Morir en California comienza con la muerte en extrañas circunstancias del hijo de un granjero de Illinois y el viaje que este último ha de emprender hacia la Costa Oeste para averiguar qué sucedió en realidad. La irrupción de Hook en la soleada Santa Bárbara le devuelve a los recuerdos de adolescencia, al descubrimiento de una sensualidad que, más tarde, con los años y la experiencia, atemperó a través del trabajo. De la responsabilidad y la familia. Y que ahora Thornburg dibuja como un mundo extraño, a veces inexplicable. Un microcosmos de perdidos, mujeres fatales y políticos sin escrúpulos que, sin embargo, huyen de cualquier cliché y manierismo literario para presentarse ante nosotros como criaturas frustradas. Heridas. Prisioneras de una época y unas promesas que las han convertido en grotescas parodias de lo que fueron.
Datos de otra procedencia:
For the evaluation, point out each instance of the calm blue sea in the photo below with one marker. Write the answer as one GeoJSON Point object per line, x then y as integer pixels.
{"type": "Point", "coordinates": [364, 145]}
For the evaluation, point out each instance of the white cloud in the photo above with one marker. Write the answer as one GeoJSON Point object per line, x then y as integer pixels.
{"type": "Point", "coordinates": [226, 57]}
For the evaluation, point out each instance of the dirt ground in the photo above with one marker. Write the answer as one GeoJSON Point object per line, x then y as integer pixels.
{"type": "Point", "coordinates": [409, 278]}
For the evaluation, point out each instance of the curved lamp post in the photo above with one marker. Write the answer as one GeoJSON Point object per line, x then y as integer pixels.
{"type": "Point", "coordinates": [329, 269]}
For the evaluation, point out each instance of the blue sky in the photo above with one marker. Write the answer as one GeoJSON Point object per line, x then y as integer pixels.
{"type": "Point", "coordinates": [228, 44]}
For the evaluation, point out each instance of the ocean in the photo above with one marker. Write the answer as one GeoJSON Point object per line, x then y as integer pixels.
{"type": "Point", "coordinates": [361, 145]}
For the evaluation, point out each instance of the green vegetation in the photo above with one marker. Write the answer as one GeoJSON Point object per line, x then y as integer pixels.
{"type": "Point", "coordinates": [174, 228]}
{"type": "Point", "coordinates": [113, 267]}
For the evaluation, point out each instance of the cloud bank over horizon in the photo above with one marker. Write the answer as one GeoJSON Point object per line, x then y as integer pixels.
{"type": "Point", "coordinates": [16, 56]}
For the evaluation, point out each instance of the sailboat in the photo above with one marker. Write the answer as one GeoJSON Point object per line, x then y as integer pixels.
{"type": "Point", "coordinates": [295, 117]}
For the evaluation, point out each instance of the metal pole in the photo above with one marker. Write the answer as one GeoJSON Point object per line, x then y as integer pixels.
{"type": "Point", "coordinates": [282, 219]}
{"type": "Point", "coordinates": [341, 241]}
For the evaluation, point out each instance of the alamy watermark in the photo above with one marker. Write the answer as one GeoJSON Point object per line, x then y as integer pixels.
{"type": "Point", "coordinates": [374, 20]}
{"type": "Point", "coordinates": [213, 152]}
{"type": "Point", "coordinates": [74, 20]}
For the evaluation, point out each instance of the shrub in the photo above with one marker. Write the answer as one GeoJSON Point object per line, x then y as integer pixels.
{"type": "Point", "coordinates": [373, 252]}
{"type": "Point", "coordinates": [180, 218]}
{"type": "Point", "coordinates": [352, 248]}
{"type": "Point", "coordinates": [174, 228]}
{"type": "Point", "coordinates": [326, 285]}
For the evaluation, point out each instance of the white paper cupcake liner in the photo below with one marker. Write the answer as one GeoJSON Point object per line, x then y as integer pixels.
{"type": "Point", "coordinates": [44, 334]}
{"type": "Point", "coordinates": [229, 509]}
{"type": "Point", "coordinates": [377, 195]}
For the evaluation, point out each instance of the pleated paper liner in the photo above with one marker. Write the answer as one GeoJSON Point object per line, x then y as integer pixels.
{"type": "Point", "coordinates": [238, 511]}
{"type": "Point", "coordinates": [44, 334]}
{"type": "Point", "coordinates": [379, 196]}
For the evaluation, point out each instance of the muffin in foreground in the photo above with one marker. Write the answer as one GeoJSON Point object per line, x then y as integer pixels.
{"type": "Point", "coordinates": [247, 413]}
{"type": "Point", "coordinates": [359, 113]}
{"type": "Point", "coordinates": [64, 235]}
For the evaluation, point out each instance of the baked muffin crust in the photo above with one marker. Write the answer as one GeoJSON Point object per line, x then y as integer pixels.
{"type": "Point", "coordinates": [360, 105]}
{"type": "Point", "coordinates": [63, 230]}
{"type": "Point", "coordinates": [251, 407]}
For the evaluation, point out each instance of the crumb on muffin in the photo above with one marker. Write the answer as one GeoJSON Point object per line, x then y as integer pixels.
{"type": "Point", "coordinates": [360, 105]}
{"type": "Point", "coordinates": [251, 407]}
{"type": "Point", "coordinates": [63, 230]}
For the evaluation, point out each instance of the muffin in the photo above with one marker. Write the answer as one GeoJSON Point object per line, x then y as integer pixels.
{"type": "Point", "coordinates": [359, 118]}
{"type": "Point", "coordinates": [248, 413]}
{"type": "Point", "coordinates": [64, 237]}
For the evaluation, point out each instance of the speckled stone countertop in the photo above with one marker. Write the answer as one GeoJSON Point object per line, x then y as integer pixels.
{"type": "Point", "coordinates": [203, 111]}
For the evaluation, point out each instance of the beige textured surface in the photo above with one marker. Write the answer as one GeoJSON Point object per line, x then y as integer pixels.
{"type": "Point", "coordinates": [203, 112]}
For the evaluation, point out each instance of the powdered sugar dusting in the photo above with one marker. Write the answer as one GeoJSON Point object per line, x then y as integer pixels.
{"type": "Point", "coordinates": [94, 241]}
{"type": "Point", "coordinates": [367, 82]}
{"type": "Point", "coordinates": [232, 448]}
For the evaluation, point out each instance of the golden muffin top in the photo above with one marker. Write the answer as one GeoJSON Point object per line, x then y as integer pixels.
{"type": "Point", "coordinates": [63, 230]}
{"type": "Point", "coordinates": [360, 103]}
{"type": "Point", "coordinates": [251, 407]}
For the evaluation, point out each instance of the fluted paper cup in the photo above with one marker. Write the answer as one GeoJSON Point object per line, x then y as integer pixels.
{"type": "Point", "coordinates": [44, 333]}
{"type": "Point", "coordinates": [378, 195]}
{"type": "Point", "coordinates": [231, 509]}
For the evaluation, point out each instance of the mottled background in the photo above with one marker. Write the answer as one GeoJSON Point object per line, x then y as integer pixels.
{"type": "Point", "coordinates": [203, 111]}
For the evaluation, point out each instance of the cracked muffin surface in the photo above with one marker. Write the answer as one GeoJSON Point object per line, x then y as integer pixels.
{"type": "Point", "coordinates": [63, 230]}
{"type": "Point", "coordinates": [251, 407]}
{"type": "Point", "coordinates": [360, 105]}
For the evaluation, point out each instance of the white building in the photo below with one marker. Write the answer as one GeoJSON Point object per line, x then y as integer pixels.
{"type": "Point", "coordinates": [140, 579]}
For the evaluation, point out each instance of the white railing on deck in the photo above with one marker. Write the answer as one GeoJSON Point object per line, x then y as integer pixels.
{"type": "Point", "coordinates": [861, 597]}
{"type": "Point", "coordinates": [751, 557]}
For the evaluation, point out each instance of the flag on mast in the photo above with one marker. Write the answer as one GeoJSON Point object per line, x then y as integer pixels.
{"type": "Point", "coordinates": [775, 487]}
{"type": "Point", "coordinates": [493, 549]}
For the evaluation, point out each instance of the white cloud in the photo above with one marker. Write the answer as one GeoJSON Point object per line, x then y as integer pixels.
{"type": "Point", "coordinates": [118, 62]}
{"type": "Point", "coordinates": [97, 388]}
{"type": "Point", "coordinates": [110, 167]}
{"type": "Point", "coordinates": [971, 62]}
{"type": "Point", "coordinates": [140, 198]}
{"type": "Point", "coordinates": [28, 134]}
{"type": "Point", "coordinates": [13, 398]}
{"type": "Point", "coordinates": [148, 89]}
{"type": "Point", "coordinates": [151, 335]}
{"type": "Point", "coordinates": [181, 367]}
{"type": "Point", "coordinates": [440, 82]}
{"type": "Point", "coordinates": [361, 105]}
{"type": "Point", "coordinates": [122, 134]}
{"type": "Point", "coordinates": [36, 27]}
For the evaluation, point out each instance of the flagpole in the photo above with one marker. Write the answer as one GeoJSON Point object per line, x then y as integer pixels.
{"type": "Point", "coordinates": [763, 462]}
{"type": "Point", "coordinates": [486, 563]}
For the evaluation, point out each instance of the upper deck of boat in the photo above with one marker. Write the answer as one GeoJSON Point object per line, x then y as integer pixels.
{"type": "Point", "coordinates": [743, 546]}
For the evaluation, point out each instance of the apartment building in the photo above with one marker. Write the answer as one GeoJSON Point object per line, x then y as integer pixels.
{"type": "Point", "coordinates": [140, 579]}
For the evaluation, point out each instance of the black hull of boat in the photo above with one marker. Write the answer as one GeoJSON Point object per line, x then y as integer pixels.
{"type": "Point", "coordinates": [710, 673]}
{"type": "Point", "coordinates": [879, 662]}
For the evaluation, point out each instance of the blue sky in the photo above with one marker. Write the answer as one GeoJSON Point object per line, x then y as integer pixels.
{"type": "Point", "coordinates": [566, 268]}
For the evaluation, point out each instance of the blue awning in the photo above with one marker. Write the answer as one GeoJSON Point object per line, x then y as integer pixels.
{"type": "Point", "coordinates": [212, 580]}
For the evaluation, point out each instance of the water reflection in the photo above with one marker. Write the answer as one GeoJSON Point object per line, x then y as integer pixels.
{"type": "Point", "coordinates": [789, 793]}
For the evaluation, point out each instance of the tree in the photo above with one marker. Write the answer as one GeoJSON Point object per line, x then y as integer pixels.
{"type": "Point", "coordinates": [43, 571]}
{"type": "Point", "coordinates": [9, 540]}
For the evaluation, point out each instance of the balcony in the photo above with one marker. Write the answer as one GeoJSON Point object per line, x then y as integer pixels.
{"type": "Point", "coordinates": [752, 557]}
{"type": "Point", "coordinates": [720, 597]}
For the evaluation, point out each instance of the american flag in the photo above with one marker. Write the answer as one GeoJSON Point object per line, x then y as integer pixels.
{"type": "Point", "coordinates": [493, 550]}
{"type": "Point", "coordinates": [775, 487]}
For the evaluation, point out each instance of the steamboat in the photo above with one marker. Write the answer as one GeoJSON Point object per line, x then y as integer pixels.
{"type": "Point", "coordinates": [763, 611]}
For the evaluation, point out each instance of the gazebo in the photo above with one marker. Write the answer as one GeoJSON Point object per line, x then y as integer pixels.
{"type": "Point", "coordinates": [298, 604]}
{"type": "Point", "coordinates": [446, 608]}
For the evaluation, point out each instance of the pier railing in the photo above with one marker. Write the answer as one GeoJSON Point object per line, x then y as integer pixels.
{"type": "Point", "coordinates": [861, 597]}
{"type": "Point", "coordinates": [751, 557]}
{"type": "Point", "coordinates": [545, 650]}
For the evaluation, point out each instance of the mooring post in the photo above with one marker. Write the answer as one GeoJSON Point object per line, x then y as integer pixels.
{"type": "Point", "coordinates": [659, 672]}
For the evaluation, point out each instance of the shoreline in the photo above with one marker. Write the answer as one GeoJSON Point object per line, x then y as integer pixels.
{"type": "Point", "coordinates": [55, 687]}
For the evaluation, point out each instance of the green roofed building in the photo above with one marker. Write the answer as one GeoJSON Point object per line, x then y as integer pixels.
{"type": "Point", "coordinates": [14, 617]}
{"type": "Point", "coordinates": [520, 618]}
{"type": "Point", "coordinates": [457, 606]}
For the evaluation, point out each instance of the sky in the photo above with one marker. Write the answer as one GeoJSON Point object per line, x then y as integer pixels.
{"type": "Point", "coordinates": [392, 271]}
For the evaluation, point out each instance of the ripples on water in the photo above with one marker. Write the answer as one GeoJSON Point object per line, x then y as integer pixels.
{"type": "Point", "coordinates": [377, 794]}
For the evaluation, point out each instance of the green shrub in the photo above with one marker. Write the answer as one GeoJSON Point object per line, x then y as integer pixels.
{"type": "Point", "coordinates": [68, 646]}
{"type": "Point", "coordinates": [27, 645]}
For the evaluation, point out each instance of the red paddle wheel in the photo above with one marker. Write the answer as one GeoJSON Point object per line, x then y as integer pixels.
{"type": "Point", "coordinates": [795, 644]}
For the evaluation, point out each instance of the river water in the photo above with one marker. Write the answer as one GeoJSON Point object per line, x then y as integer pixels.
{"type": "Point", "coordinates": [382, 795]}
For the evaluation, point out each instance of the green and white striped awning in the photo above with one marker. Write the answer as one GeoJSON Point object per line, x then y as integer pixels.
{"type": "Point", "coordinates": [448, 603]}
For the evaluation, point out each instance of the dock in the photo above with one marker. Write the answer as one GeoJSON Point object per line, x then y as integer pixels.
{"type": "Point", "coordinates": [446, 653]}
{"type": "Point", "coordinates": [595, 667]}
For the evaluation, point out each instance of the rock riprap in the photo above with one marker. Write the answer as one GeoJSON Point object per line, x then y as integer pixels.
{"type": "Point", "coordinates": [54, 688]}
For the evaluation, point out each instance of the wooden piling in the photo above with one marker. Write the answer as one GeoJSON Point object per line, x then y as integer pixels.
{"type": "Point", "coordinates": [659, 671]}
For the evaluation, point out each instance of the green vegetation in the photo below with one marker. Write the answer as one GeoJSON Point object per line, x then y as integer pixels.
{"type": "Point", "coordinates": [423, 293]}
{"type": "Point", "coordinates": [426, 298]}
De aquel periodo en el que América confiaba su cambio a los Kennedy, cuando la autoridad del Presidente o el Congreso no había quedado en entredicho por la participación en la Guerra o la bomba mediática del Watergate. Así que Thornburg se aplica en subrayar el doble filo que marca el camino de su protagonista en su lucha por recuperar la dignidad perdida de su hijo. A medida que descubre la basura detrás del lujo, pero también la piedad que le inspiran unos personajes caídos en desgracia, con los que se mezclará hasta tal punto que averiguar lo que le sucedió realmente a Chris se convertirá en una pesadilla.

Si el retrato de América que lleva a cabo Thornburg es el de una sociedad víctima de la ansiedad, no resulta menos desesperada su forma de describir a los personajes. A triunfadores como Douglas, futuro congresista demócrata, pobre diablo escondido tras una máscara de cálculo y cordialidad que apenas puede tapar sus vergüenzas. A esa especie de mujer fatal que simboliza Liz Madera, traumatizada desde su infancia, que hace de su belleza una suerte de cortafuegos para evitar involucrarse emocionalmente con alguien. O, finalmente, del mismo Hook, marcado por un orgullo herido, por la rigidez paternal que le lleva, una y otra vez, a torturarse pensando si el universo cerrado de la granja familiar pudo influir en algún punto en la muerte de su hijo. En su búsqueda de la felicidad por otros caminos. Por otras personas. Y en verdad Morir en California no es una novela negra al uso, en tanto que su autor dilata escenas y diálogos, acción y reacción, para poner el foco en la frustración que sacude a sus criaturas. Pero es justo decir que pocas novelas expresan con tanta vehemencia la desesperación de un país acogotado por su falta de salidas. De futuro. De cualquier cosa que no subrayase, aún más, su condición hedonista. El gusto por la vida fácil, fugaz y repentina.

Frente a ese paisaje de personajes derrotados y desoladores, lo que más destaca en la novela de Thornburg es su visión pesimista del héroe. La derrota psicológica que conlleva, paradójicamente, su victoria, toda vez que Hook no sabe si será capaz de soportar la carga moral que ha adquirido para limpiar el honor de su hijo. Pese a volver a casa, al frío de la granja y el esfuerzo del trabajo familiar. Porque Morir en California comparte ese sentimiento fatalista de una cultura en crisis, en la que héroes y villanos no solo eran prácticamente lo mismo sino, asimismo, víctimas de una sociedad sin rumbo. De un vacío, el mismo que experimenta Hook una vez consumada su historia de venganza, que nos obliga a replantearnos quién se ha vengado de quién. Qué ha sido de aquel héroe clásico. Dónde han quedado la bondad y el bien. Qué va a ser de esa América malherida, que se desangra por el costado oeste mientras el dinero viejo trata de taponar como puede el agujero. Si Morir en California deja ese regusto amargo, esa impresión de eterna derrota que Thornburg sublimará en su posterior Cutter y Bone, es porque su historia no nos habla tanto del apogeo de un género, si de una sociedad sin rumbo ni destino. En la que sus protagonistas no saben qué hacer, a quién compartir, ese vacío que amenaza con borrarlos del mapa. Como héroes caídos, ídolos de barro. Sumidos en una resaca eterna que les permita olvidar el horror con el que se construye su realidad. Olvidar que, en verdad, aquella América de las promesas ha muerto.